The deliberate vandalism that occurs on these federal and Indigenous lands is made most evident by looking at more remote regions of Bears Ears, such as the Beef Basin. This area is a fragile one that holds high research value to archaeologists as there is a general need to document and protect a broad landscape of Indigenous structures. The region is prone to heavy looting and disturbances caused by visitors who freely roam the terrain with their 4x4 off road vehicles. The network of structures across the Basin are each positioned in seemingly important ways, either on flat, low elevations and fully visible or perched atop canyons and rock formations, blending into the surrounding landscape.






Atop a hill in Ruin Canyon, one can find the largest documented archaeological site in the Beef Basin, known as the High House, a 3 story Indigenous dwelling complex with 12 to possibly 25 rooms around a central court. Focusing on this dwelling in particular, this project proposes an infrastructural system of armatures meant to support the use of projection technologies, such as holography, onto the dwelling, alongside physically outlining the dwelling’s original form through the arm’s positions. Each arm’s position snaps to the center points of the 12 rooms visible in the remains, hoisting a holographic projection device that could project directly below and around it to a given radius. The assumed commitment to preservation through building is understood to be unnecessary here, functioning first and foremost as a piece of infrastructure and secondly as architecture.








Continuous to the agenda of protecting Bears Ears and in particular, the Beef Basin’s Indigenous archaeological record, the proposed Center for Indigenous Archaeology of the Beef Basin is sited directly along where the national monument’s arbitrary western bounds crosses Utah State 95, accessed by an existing dirt road that breaks off the highway. Its form and posture on the site produces sidedness in the project, with three public galleries connected by an open-air path facing the highway and an archaeologist-in-residency workshop and temporary residences for archaeologists working in the area tucked to the south.









This project is represented in a vain that is reflective of the poster advertisements created by the WPA in the 1940s (Works Progress Administration) that celebrated the 100th anniversary of the National Park Services. In this case, Bears Ears National Monument is effectively maintained by the BLM (Bureau of Land Management) and the Inter-tribal Coalition of tribes that hold historical ties to the land.

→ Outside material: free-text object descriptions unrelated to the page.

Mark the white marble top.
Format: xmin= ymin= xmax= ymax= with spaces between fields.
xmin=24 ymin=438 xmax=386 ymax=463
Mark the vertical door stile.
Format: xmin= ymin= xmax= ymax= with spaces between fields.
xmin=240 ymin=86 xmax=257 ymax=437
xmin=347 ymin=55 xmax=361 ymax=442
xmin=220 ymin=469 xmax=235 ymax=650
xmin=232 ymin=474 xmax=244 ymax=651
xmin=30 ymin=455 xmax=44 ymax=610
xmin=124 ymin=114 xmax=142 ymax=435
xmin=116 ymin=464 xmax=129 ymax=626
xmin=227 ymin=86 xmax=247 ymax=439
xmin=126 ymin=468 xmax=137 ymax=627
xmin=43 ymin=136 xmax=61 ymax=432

The primary experiential space of the building is based on and seeks to maintain a connection to the High House dwelling. Through the collection of signal data from the infrastructural arms above the antiquity, a rerepresentation of the artifact is maintained at 1:1 scale for view by visitors within a space that is referential to the theater in the round typology. By way of a focus on remote-sensing technologies within the space, a reinvented and enclosed function for a historically open-air theater type becomes the heart of the project.

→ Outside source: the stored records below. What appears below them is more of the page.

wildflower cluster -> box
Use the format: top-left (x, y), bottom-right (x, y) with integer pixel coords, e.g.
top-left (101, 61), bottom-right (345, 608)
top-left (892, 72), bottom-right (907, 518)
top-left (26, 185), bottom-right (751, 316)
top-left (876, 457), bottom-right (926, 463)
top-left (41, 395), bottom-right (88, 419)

Connected to the theater is an open exhibit that would display current efforts undertaken by the archaeologist in residence, along with an open view to below of the archaeologist’s workshop. Expanding out from the theater is a series of three galleries, focused specifically on archaeology and excavation, Indigenous knowledge and sensing, and remote-sensing and environmental technologies. The spaces enclose along a curved wall for panorama projection and remain otherwise open to the surrounding landscape. Below each of these volumes is where spaces programmatically specific to archaeology are sited, including antiquity material storage, wet and dry labs, offices, and image processing rooms.

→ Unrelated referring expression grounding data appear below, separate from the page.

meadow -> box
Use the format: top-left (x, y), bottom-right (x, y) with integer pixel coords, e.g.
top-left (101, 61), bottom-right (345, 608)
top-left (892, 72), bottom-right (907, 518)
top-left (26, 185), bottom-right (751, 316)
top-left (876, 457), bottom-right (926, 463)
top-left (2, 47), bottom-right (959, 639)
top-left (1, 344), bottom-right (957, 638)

Within the galleries above, visitors not only view static objects and photographs selected to be on display, but also gain glimpses into the living and moving work of archaeologists below by way of super ellipse-shaped punctures in the gallery’s ground plane. Through doing so, archaeology is put on display to visitors in the galleries in a manner that extends beyond selective, static curation to produce transformative narratives through the display of ongoing work. Alongside this, the utilization of projection technologies in the theater allows for the Indigenous dwelling’s past to become a part of its present state and thus reproduces the history of the dwelling itself. In its entirety, the building complex strives to produce a more expanded and temporally-conscious understanding of Indigenous archaeology for the public.